Hmm. I was going to suggest -X Tk. Perhaps -X Tk actually excludes it
but not its dependencies (which are found to be Tk::*)? I just checked
it and that seems to be the case. Why? My hunch is that pp's -X excludes
a specific module *after* the scanning has taken place. That means: The
tree generated while scanning isn't pruned while scanning but a node is
removed afterwards. I agree that this is the wrong behaviour. I am
unsure how difficult it would be to implement the (more) correct
behaviour. For the lack of time, I can't do it now. I cannot make any
promises either.
In general, though it won't help here, you can put any series of command
line arguments into a text file and do
pp @textfile
to use it as the source for parameters if the list is too long.
Show quoted text> BTW: Are there any known quirks with the processing of INIT blocks? I
> have an app that loads a particular module and starts the main code.

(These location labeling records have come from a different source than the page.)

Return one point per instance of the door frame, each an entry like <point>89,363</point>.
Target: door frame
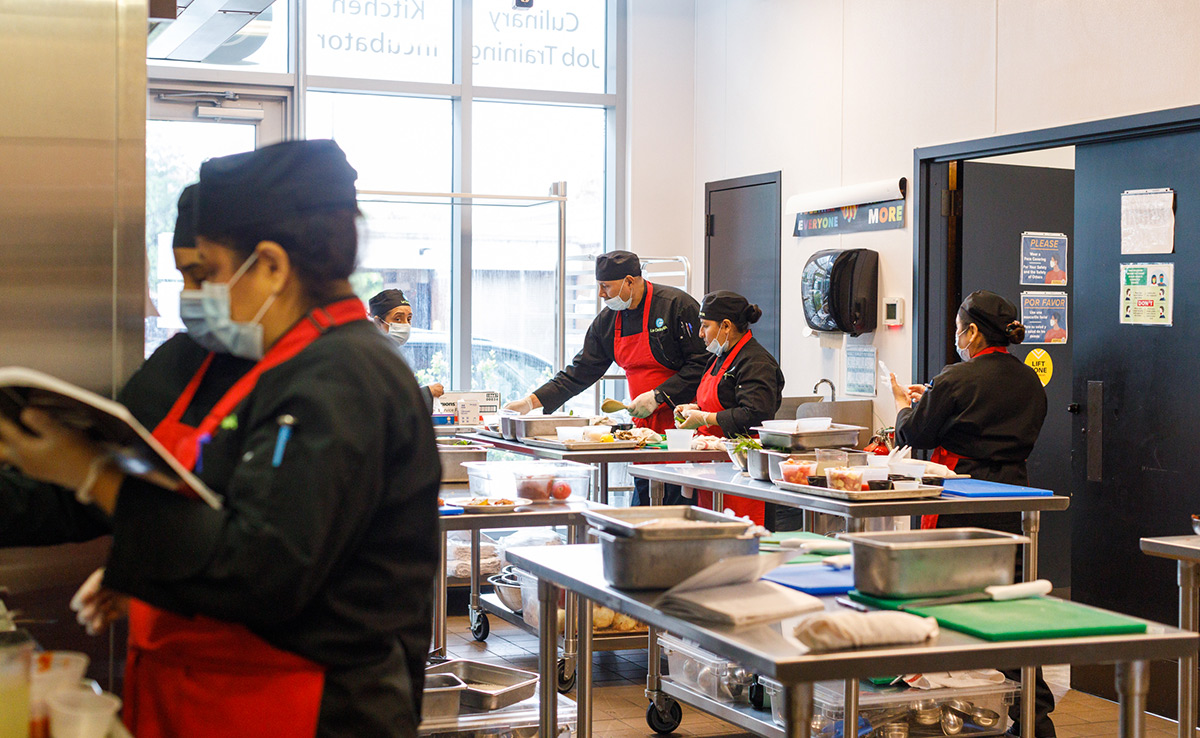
<point>933,259</point>
<point>753,180</point>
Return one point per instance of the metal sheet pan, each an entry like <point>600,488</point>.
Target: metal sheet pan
<point>921,492</point>
<point>629,522</point>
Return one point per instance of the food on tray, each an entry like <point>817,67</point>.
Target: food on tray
<point>844,478</point>
<point>623,622</point>
<point>486,502</point>
<point>797,471</point>
<point>601,616</point>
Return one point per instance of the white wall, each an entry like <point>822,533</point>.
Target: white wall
<point>841,91</point>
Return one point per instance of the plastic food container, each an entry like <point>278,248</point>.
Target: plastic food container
<point>539,481</point>
<point>795,471</point>
<point>705,672</point>
<point>845,478</point>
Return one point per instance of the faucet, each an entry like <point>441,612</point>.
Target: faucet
<point>833,391</point>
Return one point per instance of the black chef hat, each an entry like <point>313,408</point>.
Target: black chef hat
<point>273,184</point>
<point>387,301</point>
<point>617,265</point>
<point>185,222</point>
<point>724,305</point>
<point>995,316</point>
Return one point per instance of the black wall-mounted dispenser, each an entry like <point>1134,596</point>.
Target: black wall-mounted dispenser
<point>840,291</point>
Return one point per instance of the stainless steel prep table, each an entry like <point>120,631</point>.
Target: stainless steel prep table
<point>765,651</point>
<point>601,459</point>
<point>726,479</point>
<point>528,516</point>
<point>1186,550</point>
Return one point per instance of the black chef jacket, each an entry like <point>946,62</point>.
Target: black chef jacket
<point>40,514</point>
<point>330,555</point>
<point>751,389</point>
<point>989,411</point>
<point>675,343</point>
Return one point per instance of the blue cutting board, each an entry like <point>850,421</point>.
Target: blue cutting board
<point>814,579</point>
<point>978,487</point>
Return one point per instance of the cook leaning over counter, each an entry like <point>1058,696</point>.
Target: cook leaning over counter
<point>742,385</point>
<point>651,331</point>
<point>304,606</point>
<point>393,315</point>
<point>982,417</point>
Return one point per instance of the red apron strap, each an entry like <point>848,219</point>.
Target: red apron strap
<point>949,460</point>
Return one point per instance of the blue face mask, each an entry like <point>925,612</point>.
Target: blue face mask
<point>207,315</point>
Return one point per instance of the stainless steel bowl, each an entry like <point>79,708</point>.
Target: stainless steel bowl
<point>508,589</point>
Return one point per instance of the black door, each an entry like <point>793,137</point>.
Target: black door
<point>1138,387</point>
<point>1001,202</point>
<point>742,246</point>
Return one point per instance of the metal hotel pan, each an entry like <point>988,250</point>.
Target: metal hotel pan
<point>441,696</point>
<point>489,687</point>
<point>931,563</point>
<point>835,436</point>
<point>660,564</point>
<point>629,522</point>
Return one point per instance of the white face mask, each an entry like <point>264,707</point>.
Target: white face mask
<point>617,303</point>
<point>964,351</point>
<point>718,348</point>
<point>400,333</point>
<point>220,331</point>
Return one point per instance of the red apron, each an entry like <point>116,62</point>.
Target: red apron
<point>949,459</point>
<point>199,677</point>
<point>708,402</point>
<point>642,370</point>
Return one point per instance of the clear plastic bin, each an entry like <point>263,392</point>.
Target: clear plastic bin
<point>983,711</point>
<point>706,673</point>
<point>540,481</point>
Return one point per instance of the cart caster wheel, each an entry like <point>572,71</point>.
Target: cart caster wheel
<point>481,628</point>
<point>660,724</point>
<point>565,683</point>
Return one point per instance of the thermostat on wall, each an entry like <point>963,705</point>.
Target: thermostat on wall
<point>893,311</point>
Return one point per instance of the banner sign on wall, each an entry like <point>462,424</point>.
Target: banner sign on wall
<point>1147,294</point>
<point>1044,316</point>
<point>1043,258</point>
<point>851,219</point>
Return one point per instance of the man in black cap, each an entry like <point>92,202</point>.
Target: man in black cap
<point>651,331</point>
<point>393,313</point>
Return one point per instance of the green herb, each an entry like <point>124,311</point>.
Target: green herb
<point>742,444</point>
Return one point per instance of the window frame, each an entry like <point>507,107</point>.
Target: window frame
<point>293,87</point>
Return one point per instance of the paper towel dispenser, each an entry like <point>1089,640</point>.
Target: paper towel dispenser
<point>840,291</point>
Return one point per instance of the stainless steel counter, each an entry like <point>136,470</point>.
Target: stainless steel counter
<point>601,459</point>
<point>766,651</point>
<point>1186,550</point>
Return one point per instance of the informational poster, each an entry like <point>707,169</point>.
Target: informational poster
<point>861,370</point>
<point>1147,294</point>
<point>1044,316</point>
<point>1041,363</point>
<point>1147,221</point>
<point>1043,258</point>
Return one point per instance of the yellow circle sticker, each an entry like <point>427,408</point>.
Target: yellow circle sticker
<point>1039,360</point>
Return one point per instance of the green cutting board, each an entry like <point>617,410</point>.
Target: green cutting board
<point>801,558</point>
<point>1019,619</point>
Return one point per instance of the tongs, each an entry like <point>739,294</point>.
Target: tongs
<point>996,593</point>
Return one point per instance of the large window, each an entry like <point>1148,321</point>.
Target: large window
<point>426,103</point>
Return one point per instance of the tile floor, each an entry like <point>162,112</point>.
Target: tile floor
<point>619,679</point>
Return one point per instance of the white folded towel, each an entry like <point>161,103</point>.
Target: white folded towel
<point>843,630</point>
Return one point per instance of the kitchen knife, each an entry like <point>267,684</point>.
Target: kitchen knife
<point>996,593</point>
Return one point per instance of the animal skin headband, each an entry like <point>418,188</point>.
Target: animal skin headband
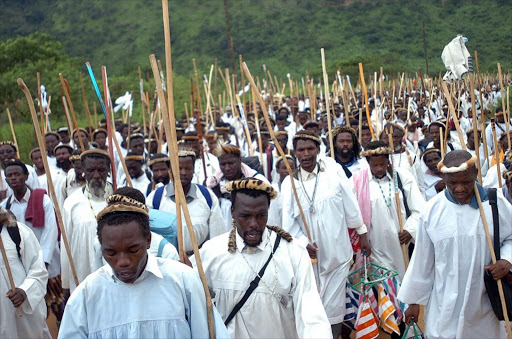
<point>461,168</point>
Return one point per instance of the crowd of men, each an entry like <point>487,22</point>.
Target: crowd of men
<point>277,250</point>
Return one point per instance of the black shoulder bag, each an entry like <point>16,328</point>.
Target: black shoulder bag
<point>491,285</point>
<point>253,284</point>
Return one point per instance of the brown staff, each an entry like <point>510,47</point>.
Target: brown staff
<point>42,146</point>
<point>327,99</point>
<point>493,258</point>
<point>13,133</point>
<point>73,116</point>
<point>475,128</point>
<point>282,154</point>
<point>496,152</point>
<point>397,199</point>
<point>9,273</point>
<point>170,126</point>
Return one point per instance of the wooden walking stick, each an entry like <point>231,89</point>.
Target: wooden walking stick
<point>493,258</point>
<point>84,99</point>
<point>496,152</point>
<point>327,98</point>
<point>397,197</point>
<point>9,272</point>
<point>73,116</point>
<point>505,110</point>
<point>42,146</point>
<point>475,128</point>
<point>482,115</point>
<point>283,155</point>
<point>13,133</point>
<point>365,92</point>
<point>170,125</point>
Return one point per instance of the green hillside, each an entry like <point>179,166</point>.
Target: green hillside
<point>285,35</point>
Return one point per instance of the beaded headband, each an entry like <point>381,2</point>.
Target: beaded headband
<point>461,168</point>
<point>377,151</point>
<point>431,150</point>
<point>341,129</point>
<point>134,158</point>
<point>136,135</point>
<point>121,203</point>
<point>303,136</point>
<point>10,143</point>
<point>157,160</point>
<point>95,151</point>
<point>251,184</point>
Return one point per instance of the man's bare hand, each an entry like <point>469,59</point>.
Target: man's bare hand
<point>500,269</point>
<point>413,312</point>
<point>17,296</point>
<point>404,237</point>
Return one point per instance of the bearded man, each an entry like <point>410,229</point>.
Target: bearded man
<point>80,211</point>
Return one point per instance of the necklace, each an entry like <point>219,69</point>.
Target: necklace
<point>271,289</point>
<point>312,199</point>
<point>386,200</point>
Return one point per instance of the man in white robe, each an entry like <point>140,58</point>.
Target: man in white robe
<point>385,236</point>
<point>330,209</point>
<point>45,230</point>
<point>80,210</point>
<point>138,176</point>
<point>203,205</point>
<point>451,253</point>
<point>30,278</point>
<point>286,298</point>
<point>136,295</point>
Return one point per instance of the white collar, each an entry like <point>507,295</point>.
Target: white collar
<point>241,246</point>
<point>151,268</point>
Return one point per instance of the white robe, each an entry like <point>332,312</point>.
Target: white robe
<point>447,267</point>
<point>212,167</point>
<point>80,224</point>
<point>294,311</point>
<point>30,275</point>
<point>47,235</point>
<point>141,183</point>
<point>386,249</point>
<point>207,222</point>
<point>166,301</point>
<point>336,210</point>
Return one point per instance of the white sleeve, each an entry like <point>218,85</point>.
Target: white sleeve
<point>310,318</point>
<point>419,278</point>
<point>49,235</point>
<point>291,221</point>
<point>36,278</point>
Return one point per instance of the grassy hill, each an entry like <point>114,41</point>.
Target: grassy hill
<point>285,35</point>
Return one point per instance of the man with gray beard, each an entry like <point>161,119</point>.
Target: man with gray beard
<point>80,210</point>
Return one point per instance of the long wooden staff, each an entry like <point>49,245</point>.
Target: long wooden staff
<point>282,154</point>
<point>506,113</point>
<point>493,258</point>
<point>475,128</point>
<point>482,115</point>
<point>327,98</point>
<point>73,116</point>
<point>84,99</point>
<point>42,146</point>
<point>454,115</point>
<point>13,133</point>
<point>365,92</point>
<point>170,125</point>
<point>496,152</point>
<point>397,198</point>
<point>9,272</point>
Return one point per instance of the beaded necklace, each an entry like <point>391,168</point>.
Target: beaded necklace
<point>386,200</point>
<point>312,199</point>
<point>271,289</point>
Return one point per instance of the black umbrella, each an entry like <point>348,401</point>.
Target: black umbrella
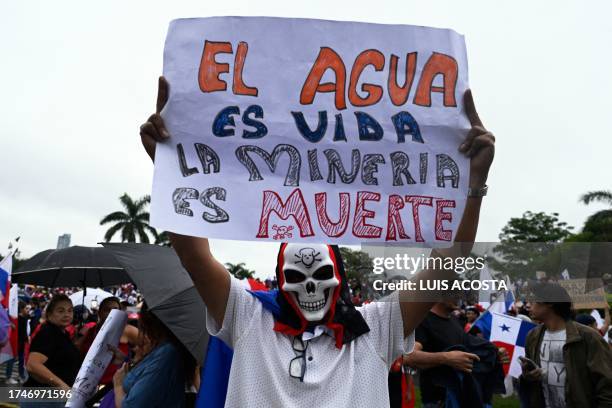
<point>73,266</point>
<point>168,291</point>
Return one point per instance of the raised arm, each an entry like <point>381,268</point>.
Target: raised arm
<point>209,276</point>
<point>479,146</point>
<point>456,359</point>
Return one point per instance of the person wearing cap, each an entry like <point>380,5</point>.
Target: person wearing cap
<point>573,364</point>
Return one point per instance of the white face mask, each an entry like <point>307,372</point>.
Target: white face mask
<point>309,276</point>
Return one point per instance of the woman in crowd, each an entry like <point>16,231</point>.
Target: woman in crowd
<point>129,337</point>
<point>159,379</point>
<point>54,361</point>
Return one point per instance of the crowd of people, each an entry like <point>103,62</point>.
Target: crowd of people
<point>53,343</point>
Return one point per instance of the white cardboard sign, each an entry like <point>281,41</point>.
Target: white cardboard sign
<point>97,359</point>
<point>312,131</point>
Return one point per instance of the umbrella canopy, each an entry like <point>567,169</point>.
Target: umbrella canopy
<point>73,266</point>
<point>91,295</point>
<point>168,291</point>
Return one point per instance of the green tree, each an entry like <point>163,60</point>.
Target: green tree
<point>132,222</point>
<point>598,227</point>
<point>163,239</point>
<point>239,270</point>
<point>527,243</point>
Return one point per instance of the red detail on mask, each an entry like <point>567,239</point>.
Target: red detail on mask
<point>337,328</point>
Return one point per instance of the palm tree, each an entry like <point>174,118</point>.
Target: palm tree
<point>603,196</point>
<point>134,221</point>
<point>239,270</point>
<point>598,227</point>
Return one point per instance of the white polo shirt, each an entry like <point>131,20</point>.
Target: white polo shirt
<point>355,375</point>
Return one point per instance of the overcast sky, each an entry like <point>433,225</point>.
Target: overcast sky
<point>78,78</point>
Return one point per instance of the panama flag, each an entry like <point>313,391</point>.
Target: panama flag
<point>507,332</point>
<point>9,300</point>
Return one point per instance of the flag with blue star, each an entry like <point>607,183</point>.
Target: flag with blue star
<point>507,332</point>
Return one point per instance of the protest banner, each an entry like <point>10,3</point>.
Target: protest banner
<point>312,131</point>
<point>582,294</point>
<point>97,359</point>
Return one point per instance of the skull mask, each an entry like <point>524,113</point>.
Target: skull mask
<point>310,278</point>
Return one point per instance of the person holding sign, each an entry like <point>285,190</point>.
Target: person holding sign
<point>313,346</point>
<point>54,360</point>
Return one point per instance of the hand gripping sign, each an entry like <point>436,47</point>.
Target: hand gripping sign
<point>312,131</point>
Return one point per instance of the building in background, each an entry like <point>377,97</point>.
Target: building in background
<point>63,241</point>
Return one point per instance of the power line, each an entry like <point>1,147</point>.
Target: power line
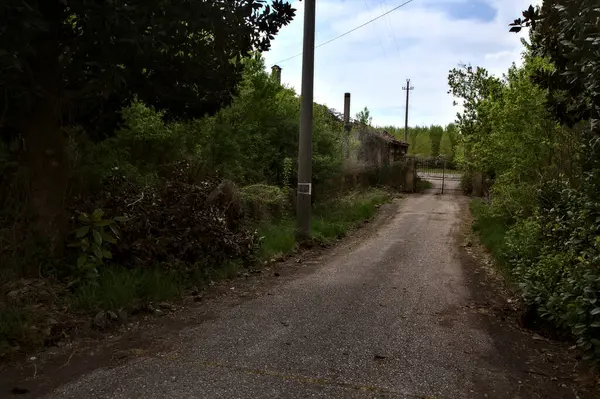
<point>376,32</point>
<point>350,31</point>
<point>392,32</point>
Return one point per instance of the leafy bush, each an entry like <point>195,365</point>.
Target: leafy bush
<point>466,183</point>
<point>263,202</point>
<point>94,239</point>
<point>175,223</point>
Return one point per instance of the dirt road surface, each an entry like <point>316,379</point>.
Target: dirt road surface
<point>399,313</point>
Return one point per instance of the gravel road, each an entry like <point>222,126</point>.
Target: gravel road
<point>388,316</point>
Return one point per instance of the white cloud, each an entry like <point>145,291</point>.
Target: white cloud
<point>418,41</point>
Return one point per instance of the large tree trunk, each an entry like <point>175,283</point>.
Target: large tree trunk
<point>48,172</point>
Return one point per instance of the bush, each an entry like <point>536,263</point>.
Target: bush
<point>466,183</point>
<point>176,223</point>
<point>264,202</point>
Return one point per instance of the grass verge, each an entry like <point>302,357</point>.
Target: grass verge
<point>31,314</point>
<point>330,220</point>
<point>490,228</point>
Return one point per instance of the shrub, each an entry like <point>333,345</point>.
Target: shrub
<point>176,223</point>
<point>263,202</point>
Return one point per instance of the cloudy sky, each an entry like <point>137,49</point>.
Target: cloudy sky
<point>421,41</point>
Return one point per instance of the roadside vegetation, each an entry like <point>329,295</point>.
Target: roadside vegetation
<point>534,133</point>
<point>138,172</point>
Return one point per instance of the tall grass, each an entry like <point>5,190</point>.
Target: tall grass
<point>331,220</point>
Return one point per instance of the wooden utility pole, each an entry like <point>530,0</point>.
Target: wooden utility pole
<point>408,88</point>
<point>303,205</point>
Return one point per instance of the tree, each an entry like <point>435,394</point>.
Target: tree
<point>364,116</point>
<point>435,137</point>
<point>77,62</point>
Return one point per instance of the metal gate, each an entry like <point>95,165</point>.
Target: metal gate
<point>433,175</point>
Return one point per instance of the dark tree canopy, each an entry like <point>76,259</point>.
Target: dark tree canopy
<point>567,32</point>
<point>93,56</point>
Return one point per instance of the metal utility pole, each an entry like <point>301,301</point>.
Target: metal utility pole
<point>408,88</point>
<point>303,205</point>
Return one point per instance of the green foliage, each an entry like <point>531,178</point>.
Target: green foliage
<point>466,183</point>
<point>429,140</point>
<point>102,52</point>
<point>331,220</point>
<point>94,237</point>
<point>435,136</point>
<point>263,202</point>
<point>118,288</point>
<point>277,238</point>
<point>530,130</point>
<point>566,33</point>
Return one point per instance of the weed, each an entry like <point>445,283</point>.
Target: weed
<point>118,287</point>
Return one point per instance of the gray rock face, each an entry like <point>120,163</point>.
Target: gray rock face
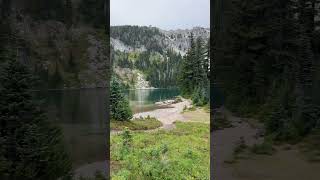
<point>178,40</point>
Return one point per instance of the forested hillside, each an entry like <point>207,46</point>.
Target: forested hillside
<point>152,53</point>
<point>61,41</point>
<point>267,64</point>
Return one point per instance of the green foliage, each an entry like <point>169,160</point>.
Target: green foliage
<point>92,12</point>
<point>136,36</point>
<point>46,10</point>
<point>31,148</point>
<point>161,70</point>
<point>164,154</point>
<point>119,104</point>
<point>266,65</point>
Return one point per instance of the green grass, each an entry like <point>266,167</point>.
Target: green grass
<point>137,124</point>
<point>182,153</point>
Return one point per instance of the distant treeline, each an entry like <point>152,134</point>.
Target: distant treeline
<point>136,36</point>
<point>161,70</point>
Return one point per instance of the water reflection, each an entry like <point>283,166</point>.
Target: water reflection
<point>144,99</point>
<point>82,115</point>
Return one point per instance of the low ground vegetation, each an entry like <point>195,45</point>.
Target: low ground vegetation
<point>162,154</point>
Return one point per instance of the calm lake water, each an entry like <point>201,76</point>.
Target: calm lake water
<point>82,115</point>
<point>142,100</point>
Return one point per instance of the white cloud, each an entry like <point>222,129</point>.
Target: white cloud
<point>165,14</point>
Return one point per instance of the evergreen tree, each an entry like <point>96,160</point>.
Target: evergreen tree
<point>193,77</point>
<point>31,148</point>
<point>119,105</point>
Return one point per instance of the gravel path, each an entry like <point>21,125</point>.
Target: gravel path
<point>168,115</point>
<point>224,144</point>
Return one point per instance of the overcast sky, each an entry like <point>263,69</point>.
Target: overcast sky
<point>165,14</point>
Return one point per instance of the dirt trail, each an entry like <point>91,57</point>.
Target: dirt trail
<point>224,144</point>
<point>167,116</point>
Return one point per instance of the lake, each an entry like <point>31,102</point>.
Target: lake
<point>142,100</point>
<point>81,114</point>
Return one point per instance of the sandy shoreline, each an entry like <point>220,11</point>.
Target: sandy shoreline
<point>167,116</point>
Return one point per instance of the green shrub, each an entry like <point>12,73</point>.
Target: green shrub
<point>119,105</point>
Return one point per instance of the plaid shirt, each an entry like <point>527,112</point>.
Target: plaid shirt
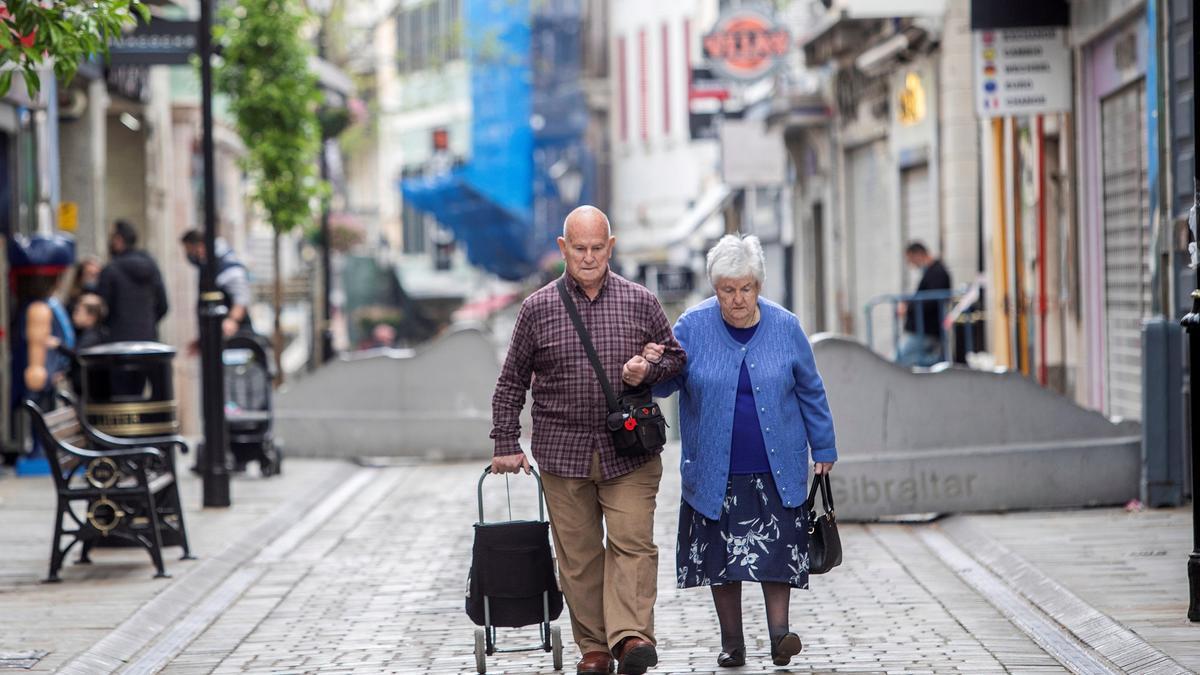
<point>569,407</point>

> When run, it show the following debugging messages:
>
> == (module BEGIN block execute)
> == (module code execures)
> == (module INIT block executes)
> ... application runs ...
>
> However, when PARred, I get:
>
> == (module BEGIN block execute)
> == (module code execures)
> ... application runs ...
> == (module INIT block executes)
>
> It's a big application so it is not easy to track this down. But maybe
> there are some known issues that can help me finding (and fixing) it.
IIRC, this is absolutely an issue. Have a look at the TODO list,
specifically the last item of the original list:
http://par.wikia.com/wiki/DevelopmentInProgress
It talks about check blocks, but IIRC, that applies to INIT blocks as
well. I do not claim to understand the issue, though. You will have to
try to get Audrey involved for that.
I have been bitten by this before. I think some of the attribute modules
use check/init blocks. Good luck tracking it down!
Show quoted text> BTW2: (Sorry, can't stop) I always install modules in a private
> library. But despite my CPAN::MyConfig settings PAR insists on writing
> to the system perl library. Is this a Module::Install versus MakeMaker
> thing? I'd be willing to make an issue for it, but I'd like to check
> it first.
Perhaps the Module::Install auto-install feature does that? I.e. it asks
whether it should install Module::Foo now (before PAR) because it's
missing for feature Bar? If you say yes to that, it's outside CPAN
because it's done by the bundled Module::Install. I think that is the issue.
Adam Kennedy has been hacking on the PAR Makefile.PL a bit to remove the
M::I auto-installation and feature stuff in favour of a sane build
process. I would hope this last problem goes away when that is released.